The Snack Chip of the Sea

You won’t see it on any menus, but the Atlantic menhaden lives to be eaten.

Illustration by Robert Meganck

For a fish that is oily, bony, and has a reputation for going rancid soon after being caught, the Atlantic menhaden is remarkably popular. True, it’s the kind of popularity you wouldn’t envy, as it amounts to a life spent dodging hungry mouths and fishnets. Nevertheless, this close cousin of the herring, shad, and sardine maintains a high status for a lowly filter feeder that swims near the bottom of the food chain. 

Atlantic menhaden, or Brevoortia tyrannus, are variously known by colloquial names including bunker, pogy, fatback, and the intriguing-until-you-wish-you-hadn’t-Googled-it “bugmouth.” (This last one is thanks to the fact that menhaden can sometimes play host to a mouth-dwelling parasitic crustacean that resembles a large white grub—and if, like your author, you feel a compelling urge to run an image search, don’t say you weren’t warned.) They swim in big, silvery schools along the Atlantic coast of North America, from Florida to Nova Scotia, but in fall and into early spring, large numbers of the fish congregate off the Virginia and North Carolina capes for spawning. 

And spawn they do. In 2016, the latest year for which data is available, an estimated 83,846 billion eggs were produced, according to Chris Moore, senior regional ecosystem scientist for the Chesapeake Bay Foundation; a single mature adult female can produce more than 300,000 eggs. The numbers are necessarily large, though, because the odds are decidedly small for any one of those eggs to make it to adulthood, much less for a menhaden to live out its full potential lifespan of 10 to 12 years. 

The eggs hatch within a few days. After some weeks or months, the larvae drift into coastal estuaries—including the Chesapeake Bay, which serves as a vital “nursery” for as much as one third of the juvenile Atlantic menhaden population—where they spend the first months of their lives. Menhaden are filter feeders, consuming phytoplankton when the fish are young and zooplankton when they grow larger. Essentially, menhaden serve to convert the sun’s energy into fish flesh, Moore explains, then transfer that energy up the food chain. “One of the most important ecological functions of menhaden,” he says, “is to be eaten by other species.”

And indeed, Atlantic menhaden are the veritable snack chip of the sea, consumed by everything from striped bass, mackerel, cod, bluefish, and tuna, to osprey, eagles, loons, gannet, and humpback whales. Although you’ve possibly never heard of them, menhaden are regularly referred to as “the most important fish in the sea” because of their vital role in the Atlantic coastal region’s food web. 

Can people eat menhaden? Perhaps the more salient question: Would they want to? If the oil-iness and resulting tendency to go quickly rancid and offensively smelly wouldn’t put you off, the fact that menhaden come possessed with a dauntingly large number of tiny bones makes them hardly worth the effort. A filleting knife cutting through menhaden sounds something like working a plastic zip-tie. 

That said, although you’ll likely never eat a menhaden directly, there’s a decent chance there’s menhaden somewhere in your meal’s history. Menhaden are popular as bait fish, but the real money in menhaden fishing is made in what is known as the “reduction” industry—which is to say, grinding up boatloads of Brevoortia tyrannus into fish meal, fish oil, and other fishy substances that go into a range of products from livestock feed and plant fertilizer to farmed fish food and human nutritional supplements. More than 128,000 metric tons of menhaden were harvested for the reduction industry just in 2017. The center of the Atlantic coast’s menhaden fishing industry is Reedville, where the majority, by far—around 70 percent—of the annual Atlantic menhaden reduction catch is landed. 

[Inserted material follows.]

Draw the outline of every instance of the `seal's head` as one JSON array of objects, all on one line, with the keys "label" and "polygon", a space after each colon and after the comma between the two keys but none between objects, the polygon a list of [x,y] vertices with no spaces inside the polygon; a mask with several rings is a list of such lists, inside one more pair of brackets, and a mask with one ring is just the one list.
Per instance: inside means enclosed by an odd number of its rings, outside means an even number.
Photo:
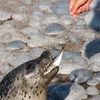
[{"label": "seal's head", "polygon": [[45,51],[8,73],[0,83],[0,100],[46,100],[46,87],[58,72],[62,52],[55,59]]}]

For years a heated debate between conservation groups and the reduction fishery has focused on whether or not menhaden are sustainably managed, not only for the sake of the fish themselves, but also for all of the other

species that depend on them. “What we are moving toward in the menhaden management world is ecosystem-based management,” says Moore, “taking into account the needs of all these other species dependent on the menhaden,” rather than looking at menhaden numbers in isolation.

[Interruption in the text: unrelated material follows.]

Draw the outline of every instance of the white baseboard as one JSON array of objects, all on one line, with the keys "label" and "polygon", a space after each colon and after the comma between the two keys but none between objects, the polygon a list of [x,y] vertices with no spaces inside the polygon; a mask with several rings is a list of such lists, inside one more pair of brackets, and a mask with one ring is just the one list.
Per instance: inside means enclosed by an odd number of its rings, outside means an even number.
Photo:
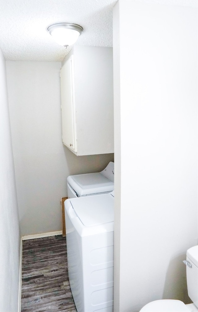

It’s a complex and challenging assessment process, and one further confounded by questions such as what role warming oceans or water quality may play in the life cycle of menhaden, or how much predator demand has increased with the rebounding fishing-bird populations in the Chesapeake Bay region. The issue doesn’t make for easy sorting out, but it illustrates an important principle of 21st-century science: When it comes to our collective global fate, pulling a single thread affects the whole weave.